我々の社会が基本的に相手を理解できないのだということを受け入れると、この手の事件が日本社会から無くなることはないだろうという予想が立つ。日本人は自分とは異なる価値体系をもった人の内面を理解しようとはしないし、その能力も持たないのではないかと思うのだ。その代わりに条件を提示して誰かを操作しようとするのである。これは日本人が経験を同じくする人たちの中でしか社会ルールを構築してこなかったために起こることだ。

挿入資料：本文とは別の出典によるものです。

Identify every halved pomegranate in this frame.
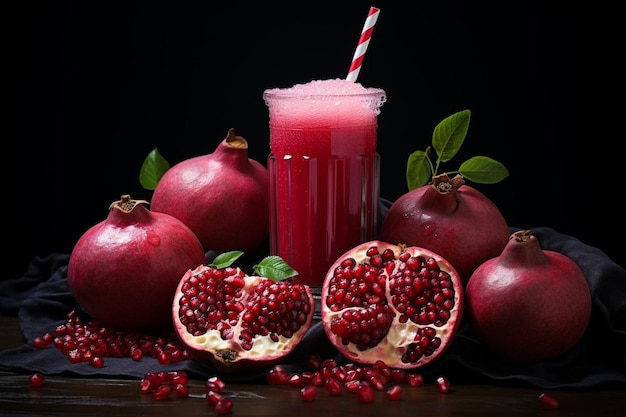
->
[321,241,463,369]
[172,254,314,373]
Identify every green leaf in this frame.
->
[139,148,170,190]
[253,255,298,281]
[211,250,243,268]
[432,110,471,165]
[406,151,433,191]
[459,156,509,184]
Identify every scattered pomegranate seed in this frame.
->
[300,385,317,401]
[356,382,374,403]
[28,372,46,388]
[215,397,233,416]
[153,384,172,401]
[33,310,189,364]
[266,366,291,385]
[437,376,450,394]
[325,378,343,396]
[206,376,226,393]
[387,385,402,401]
[407,373,424,387]
[206,391,224,405]
[539,394,559,410]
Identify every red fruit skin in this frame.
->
[67,197,206,329]
[465,231,592,363]
[379,177,511,284]
[151,129,269,253]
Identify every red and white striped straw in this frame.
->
[346,6,380,82]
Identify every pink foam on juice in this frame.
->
[264,79,386,287]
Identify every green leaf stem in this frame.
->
[139,148,170,190]
[406,110,509,191]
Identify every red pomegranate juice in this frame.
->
[263,80,386,292]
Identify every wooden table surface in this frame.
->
[0,316,626,417]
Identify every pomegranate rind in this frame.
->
[67,196,205,330]
[465,230,592,363]
[321,240,464,369]
[379,185,511,285]
[172,265,314,373]
[151,129,269,253]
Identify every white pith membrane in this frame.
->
[175,266,313,365]
[322,242,462,368]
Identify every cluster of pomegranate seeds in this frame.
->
[28,372,46,388]
[33,310,189,368]
[140,371,189,401]
[178,266,313,350]
[266,356,450,403]
[139,371,233,415]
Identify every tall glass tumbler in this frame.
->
[263,80,386,306]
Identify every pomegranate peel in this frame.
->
[321,241,463,369]
[465,230,592,363]
[378,110,510,284]
[67,194,205,330]
[172,251,314,373]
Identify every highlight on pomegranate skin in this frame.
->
[322,241,463,369]
[172,265,314,373]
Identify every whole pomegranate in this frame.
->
[151,129,269,253]
[465,230,591,363]
[378,174,511,285]
[321,241,463,369]
[172,255,315,373]
[67,195,205,329]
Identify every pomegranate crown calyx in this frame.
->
[109,194,150,213]
[224,127,248,149]
[432,173,465,194]
[406,110,509,191]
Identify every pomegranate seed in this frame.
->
[356,382,374,403]
[539,394,559,410]
[307,355,323,371]
[300,385,317,402]
[215,397,233,416]
[344,379,361,394]
[206,376,226,393]
[407,373,424,387]
[139,378,156,394]
[387,385,402,401]
[437,376,450,394]
[368,375,385,391]
[28,372,46,388]
[167,371,188,385]
[326,378,343,396]
[153,384,172,401]
[266,367,291,385]
[206,391,224,405]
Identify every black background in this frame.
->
[3,0,626,277]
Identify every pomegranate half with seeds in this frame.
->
[172,258,314,373]
[321,241,463,369]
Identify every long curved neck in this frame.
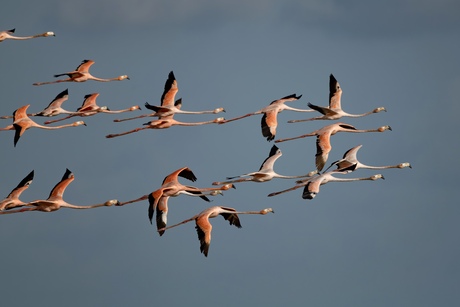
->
[61,202,106,209]
[273,174,311,179]
[275,132,316,143]
[36,123,82,130]
[175,120,216,126]
[342,111,374,117]
[284,105,314,112]
[113,112,149,123]
[88,75,120,82]
[101,108,137,114]
[105,126,151,139]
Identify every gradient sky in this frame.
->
[0,0,460,307]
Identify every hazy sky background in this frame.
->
[0,0,460,307]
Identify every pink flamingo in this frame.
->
[118,167,235,230]
[114,71,225,122]
[0,29,56,43]
[158,206,275,257]
[275,123,391,171]
[0,171,34,211]
[0,104,86,147]
[33,60,129,85]
[268,170,385,199]
[288,74,386,123]
[0,169,118,214]
[221,94,313,141]
[45,93,140,124]
[212,145,317,185]
[326,145,412,171]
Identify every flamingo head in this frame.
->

ここからわかることはかなり衝撃的である。日本人は村の外で「心を通わせて社会を作る」術を学ばなかった。ゆえに他人は操作するものだと思い込んでおり、そうした関係が家庭内にも入り込んでしまっているということになる。そのことがわかる事実がニュースには書かれている。

このニュースにはさらに興味深い点がある。西日本新聞には「一緒に暮らす母親は「その場にいなかった」と話しているという。」と書かれている。が、毎日新聞には別の一節がある。

もっとも、本人による訴えがなくても被害に気付けた可能性はある。一家が住んでいた家の近くに住む女性は、数年前から「風呂場辺りから1日置きくらいに子供が『ギャー』『痛い』『やめて』と叫ぶ声が聞こえた」と証言する。捜査関係者によると、子供たちの皮膚にはペット用スタンガンによるとみられる等間隔のやけど痕もあったという。

「しつけのため」1日数回通電も 子供3人に犬用スタンガン 北九州

近所の人も気がついていたのに母親が知らなかったわけもない。この母親が「自分が生き残るために」子供たちを切り離したということがわかるし、社会に相談できるところを探すという技術がなかったこともわかる。つまり、家庭という環境が内も外もサバイバル空間になっているのだ。近所の女性もこの家族と話し合わないし、行政も知っていて本質的に介入することがない。社会全般として「形式を守る」ことはできても「心を通わせる」ことはできないという極めて砂漠化した社会である。

日本の村には多くの制限があり「心を通わせなくても」なんとかなる空間だったのだろう。が、今や村のような外的な装置はない。村を出た人たちはその場その場で心を通わせる必要があるのだが、日本人は未だにそれができない。そして恫喝と懐柔という取引だけが解決策だと思い込むのだ。

そんなことを考えていたらQuoraで「故意な殺人を全て死刑で片付けると困ることがあるのですか?」という質問を見つけた。ついに「人を片付ける」ということを悪気なく質問する人まで現れていることにいささか驚いた。心を通わせない以上それはモノと同じなのだから、この質問の動機そのものは極めてまっとうなのだろうが、それはすなわち「自分が用済みになったら片付けられても構わない社会」を受容するということを意味している。